Concept location is a part of Incremental Change process and it allows the programmers to determine an initial location of a change within the source code. Typically, concepts appear as nouns, verbs, or short clauses in the change request. These concepts are also embedded within the structures of the source code and appear as variables, classes, or methods. Concept location is the process that finds the implementations of these concepts [1]. Effective concept location techniques are crucial for software engineers since they provide the means for evolving large software systems without understanding the entire body of the code [2] and identify the place in the software where the change is to be made.
We distinguish two types of concepts: explicit and implicit. Explicit concepts are directly implemented in the code as variables, snippets of executable code, methods, classes, and so forth. Implicit concepts are assumptions that underlie parts of a code but not but are not directly implemented. For example, many applications assume there is only one user who is working with them and there is no specific code that can be identified as an implementation of this single user concept. If in a process of maintenance such an application is required to support multiple users, programmers would have to change the implicit concept of the user to the explicit one and this change requires a substantial effort [3]. Depending on the type of concepts, different concept location techniques may be applied.
While there are several different methodologies available for concept location, for example pattern-matching search that uses grep tool, static dependency search, information retreival (IR) etc. Currently, JRipples tool supports the dependency search technique [2], which is based on the traversal of the program dependencies in a manner that is similar to a depth-first search, but the search is conducted by the programmers rather than a computer. The static dependency search usually begins at the top class containing the main() or init() function. The programmers follow the static program dependencies making the decisions that guide the search. For example, in Java, class A depends on class B if class A refers to class B as a data member, local variable, argument, or data cast, or if class A inherits from class B, or if class A implements the interface of class B; in this situation, class A is called a dependent class and class B is called a supporting class. If the concept is not implemented in the chosen class, the programmers must determine which of the supporting classes leads to it. If none of the supporting classes lead to the desired concept, then a wrong turn must have been taken, the search backtracks to the previous class, and a different dependency is chosen. This proceeds until the concept is located within the program’s classes. Dependency search is suitable for the location of both implicit and explicit concepts.
Additional techniques are supported with JRipples modules as described in [2], see Lucene and grep.
Components, identified as Located during Concept Location, serve as an input to the Impact Analysis activity of the Incremental Change process.
DepIR is a novel concept location technique supported by JRipples and its Lucene plug-in. DepIR combines dependency search with IR in such a way that it mimics the usual behavior of programmers, who interchangeably search and browse information. The IR component of DepIR supports textual searching, whereas the static dependency search supports browsing through the software. The following steps summarize how DepIR assists developers in locating concepts in source code. For convenience, we discuss DepIR on granularity of methods, yet the methodology is the same when using classes instead of methods. Figure depicts DepIR’s methodology, which is described here in detail.
Initial step of DepIR begins with the user formulating an IR query and investigating the results. Once the query is formulated and executed, the IR engine ranks the components of the system and presents them to the developer. The results are ranked in descending order based on their relevance (i.e., textual similarity) to the query. The programmers inspect the returned results and determine their relevance to the target concept. If an inspected component is a part of the target concept, then the concept is located and the developers halt the search procedure. If the component is not related to the target concept, then the search continues to the method with the next highest rank. Alternatively, while inspecting the ranked list of the results, the developers may encounter a component, which does not implement the concept, but still is related to the target concept. In this case, the programmers begin to explore the dependency graph using the dependency search technique, having the inspected component as the entry point of the search. Also, while studying the code of a focus component, the programmers might encounter new terms or facts about the target concept; in this case, the programmers reformulate the query and re-rank the system.

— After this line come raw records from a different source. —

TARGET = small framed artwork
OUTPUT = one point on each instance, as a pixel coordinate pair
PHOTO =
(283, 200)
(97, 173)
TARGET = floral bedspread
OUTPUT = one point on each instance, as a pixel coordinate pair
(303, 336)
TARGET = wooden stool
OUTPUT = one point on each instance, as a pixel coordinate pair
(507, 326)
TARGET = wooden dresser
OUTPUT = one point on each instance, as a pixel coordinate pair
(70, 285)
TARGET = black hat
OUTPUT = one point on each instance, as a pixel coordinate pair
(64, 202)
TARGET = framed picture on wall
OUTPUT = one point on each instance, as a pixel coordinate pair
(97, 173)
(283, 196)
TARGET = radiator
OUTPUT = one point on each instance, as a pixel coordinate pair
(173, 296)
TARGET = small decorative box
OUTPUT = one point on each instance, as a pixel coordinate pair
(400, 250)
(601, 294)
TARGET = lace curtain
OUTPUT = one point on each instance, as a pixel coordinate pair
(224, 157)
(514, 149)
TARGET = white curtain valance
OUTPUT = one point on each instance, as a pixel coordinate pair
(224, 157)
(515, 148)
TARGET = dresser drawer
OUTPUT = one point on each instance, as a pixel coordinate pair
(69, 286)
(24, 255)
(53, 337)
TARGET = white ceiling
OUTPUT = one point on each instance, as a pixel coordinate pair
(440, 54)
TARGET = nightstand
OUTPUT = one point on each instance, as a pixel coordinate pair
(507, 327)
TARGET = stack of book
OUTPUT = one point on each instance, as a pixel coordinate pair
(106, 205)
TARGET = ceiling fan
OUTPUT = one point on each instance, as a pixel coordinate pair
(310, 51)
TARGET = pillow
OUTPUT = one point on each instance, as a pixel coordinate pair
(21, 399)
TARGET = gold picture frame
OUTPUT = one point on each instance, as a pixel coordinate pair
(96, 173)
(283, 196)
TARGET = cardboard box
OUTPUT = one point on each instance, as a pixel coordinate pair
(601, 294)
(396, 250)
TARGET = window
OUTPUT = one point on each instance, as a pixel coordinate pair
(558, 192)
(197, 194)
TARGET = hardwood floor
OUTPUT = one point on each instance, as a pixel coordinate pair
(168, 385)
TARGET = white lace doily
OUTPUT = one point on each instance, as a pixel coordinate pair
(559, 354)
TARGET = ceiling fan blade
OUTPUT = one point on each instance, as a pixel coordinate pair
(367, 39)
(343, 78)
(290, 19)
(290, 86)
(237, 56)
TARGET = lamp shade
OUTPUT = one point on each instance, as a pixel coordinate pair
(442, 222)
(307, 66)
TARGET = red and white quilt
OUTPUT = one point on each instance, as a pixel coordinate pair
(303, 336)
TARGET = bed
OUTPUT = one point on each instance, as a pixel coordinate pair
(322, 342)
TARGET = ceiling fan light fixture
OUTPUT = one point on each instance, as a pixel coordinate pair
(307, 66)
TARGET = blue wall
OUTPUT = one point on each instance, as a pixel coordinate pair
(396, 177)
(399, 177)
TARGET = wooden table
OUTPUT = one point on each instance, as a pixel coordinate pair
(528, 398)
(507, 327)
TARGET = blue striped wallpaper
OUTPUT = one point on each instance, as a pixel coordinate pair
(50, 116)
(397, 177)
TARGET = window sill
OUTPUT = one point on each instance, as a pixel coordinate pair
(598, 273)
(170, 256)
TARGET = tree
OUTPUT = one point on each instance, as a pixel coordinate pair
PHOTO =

The developers explore the dependency graph by investigating components in the neighborhood of the chosen starting point. At each step, the programmers investigate the current focus component; if they determine that the focus component does not implement the target concept, the search continues to one of the adjacent components or backtracks to the previous focus component. While choosing among the adjacent components, the programmers follow the ranking computed for these components based on the current query. If the programmers decide to re-formulate the query and update the ranking of the system while inspecting one of the focus methods, the ranking and the order of inspection of the adjacent nodes will be updated as well. Additionally, at any moment during browsing the dependency graph, the programmers can decide to terminate the dependency search and return to the ranked list of all components in the system. DepIR keeps track of the entire search and navigation path.
The process of reformulating the queries and exploring the dependency graph continues until the target concept is located. Note that once the programmers examine a component during the IR or the dependency search part of DepIR and decide that this method does not implement the target concept, the component is removed from the search and ignored until the concept is located. This ensures that the same method is not inspected twice, and helps to avoid cycles in dependency graph.